ROMA, KOMPAS.com — Pihak rumah sakit (RS) yang merawat Silvio Berlusconi mengatakan, Perdana Menteri Italia itu harus tinggal di rumah sakit setidaknya sampai Rabu (16/12/2009). Para dokter juga merekomendasikan, Berlusconi sebaiknya membatalkan semua aktivitas publiknya selama masa Natal.

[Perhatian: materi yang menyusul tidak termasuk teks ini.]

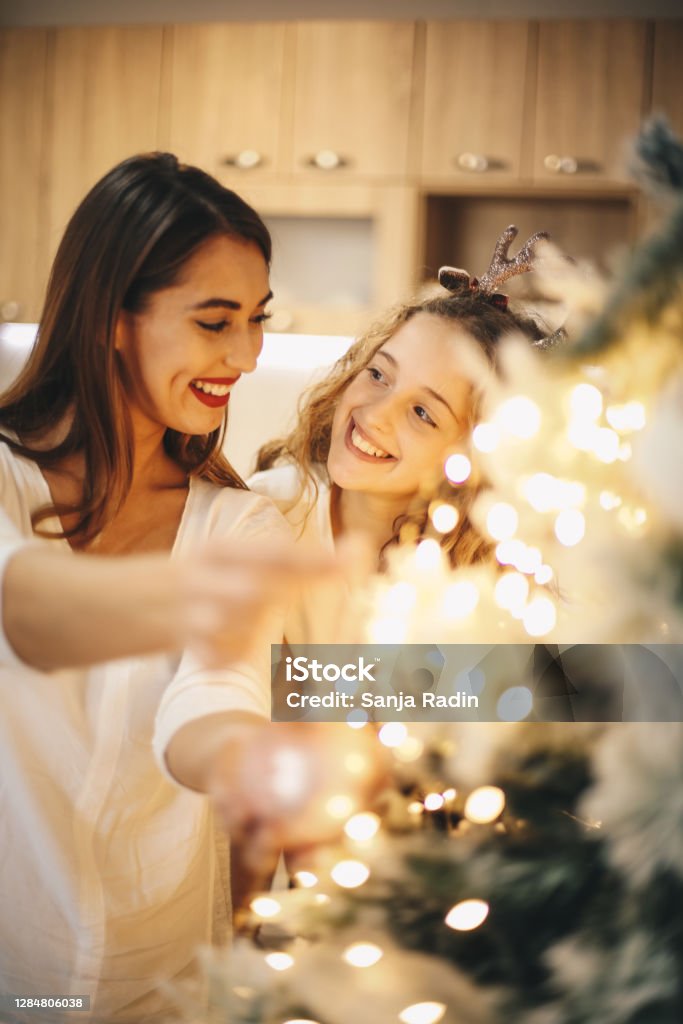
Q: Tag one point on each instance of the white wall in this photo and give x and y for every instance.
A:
(51, 12)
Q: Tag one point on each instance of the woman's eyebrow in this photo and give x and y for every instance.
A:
(226, 303)
(423, 387)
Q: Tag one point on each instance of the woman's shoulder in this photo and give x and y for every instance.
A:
(230, 511)
(19, 484)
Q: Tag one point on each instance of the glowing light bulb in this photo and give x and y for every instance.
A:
(444, 517)
(540, 616)
(543, 574)
(467, 914)
(510, 552)
(339, 806)
(392, 734)
(305, 879)
(608, 500)
(434, 802)
(511, 591)
(350, 873)
(458, 467)
(502, 520)
(410, 750)
(569, 526)
(428, 555)
(586, 401)
(484, 804)
(519, 416)
(485, 437)
(460, 599)
(422, 1013)
(626, 418)
(363, 954)
(265, 906)
(363, 826)
(280, 962)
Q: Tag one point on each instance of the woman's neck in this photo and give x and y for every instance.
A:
(372, 515)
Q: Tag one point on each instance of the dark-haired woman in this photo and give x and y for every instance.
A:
(110, 445)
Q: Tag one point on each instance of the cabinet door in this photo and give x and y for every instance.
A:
(473, 99)
(23, 55)
(668, 73)
(225, 94)
(104, 107)
(590, 90)
(352, 97)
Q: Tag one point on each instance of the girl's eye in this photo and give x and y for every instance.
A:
(423, 415)
(216, 326)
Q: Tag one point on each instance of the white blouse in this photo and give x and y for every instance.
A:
(112, 872)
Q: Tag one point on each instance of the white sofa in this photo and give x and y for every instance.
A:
(263, 403)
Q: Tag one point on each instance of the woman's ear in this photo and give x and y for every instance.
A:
(122, 331)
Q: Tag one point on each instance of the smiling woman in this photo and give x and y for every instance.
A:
(111, 444)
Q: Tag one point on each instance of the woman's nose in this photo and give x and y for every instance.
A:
(244, 349)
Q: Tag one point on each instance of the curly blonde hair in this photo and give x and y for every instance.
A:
(308, 444)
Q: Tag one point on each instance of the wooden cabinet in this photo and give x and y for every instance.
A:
(23, 64)
(224, 96)
(475, 74)
(102, 105)
(668, 73)
(352, 91)
(589, 98)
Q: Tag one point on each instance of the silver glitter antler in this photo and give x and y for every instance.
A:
(502, 268)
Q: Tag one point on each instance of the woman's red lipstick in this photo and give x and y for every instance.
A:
(213, 400)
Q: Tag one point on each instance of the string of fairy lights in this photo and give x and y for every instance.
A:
(484, 805)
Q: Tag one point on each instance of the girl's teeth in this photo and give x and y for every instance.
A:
(364, 445)
(216, 389)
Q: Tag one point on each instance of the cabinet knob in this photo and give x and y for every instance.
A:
(560, 165)
(245, 160)
(9, 310)
(327, 160)
(473, 162)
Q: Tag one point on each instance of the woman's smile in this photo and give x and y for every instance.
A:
(359, 443)
(213, 391)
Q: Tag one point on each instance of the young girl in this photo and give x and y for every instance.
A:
(113, 872)
(372, 438)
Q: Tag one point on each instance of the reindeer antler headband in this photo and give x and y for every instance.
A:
(501, 268)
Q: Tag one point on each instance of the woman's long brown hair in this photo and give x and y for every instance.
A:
(130, 237)
(308, 444)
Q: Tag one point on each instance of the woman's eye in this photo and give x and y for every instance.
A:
(423, 415)
(216, 326)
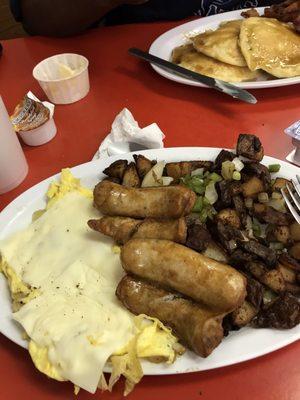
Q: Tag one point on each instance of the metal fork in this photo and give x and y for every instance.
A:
(296, 200)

Pemimpin berusia 73 tahun itu dilempar dengan patung oleh seorang pria di Milan, Minggu, saat dia sedang membubuhkan tanda tangannya untuk seseorang ketika meninggalkan sebuah pertemuan politik. Serangan itu menyebabkan dua gigi sang perdana menteri copot, hidung retak, serta bibirnya pecah.
Buletin medis yang diterbitkan RS San Raffaele di Milan, Selasa, mengatakan, Berlusconi masih menderita sakit, tetapi kondisinya tidak mencemaskan. Pihak RS merekomendasikan Berlusconi untuk tidak terlibat dalam aktivitas publik selama sedikitnya dua minggu.
Si penyerang, seorang pria berusia 42 tahun dengan sejarah punya masalah mental, telah ditahan. Polisi mengindentifikasi dia sebagai Massimo Tartaglia.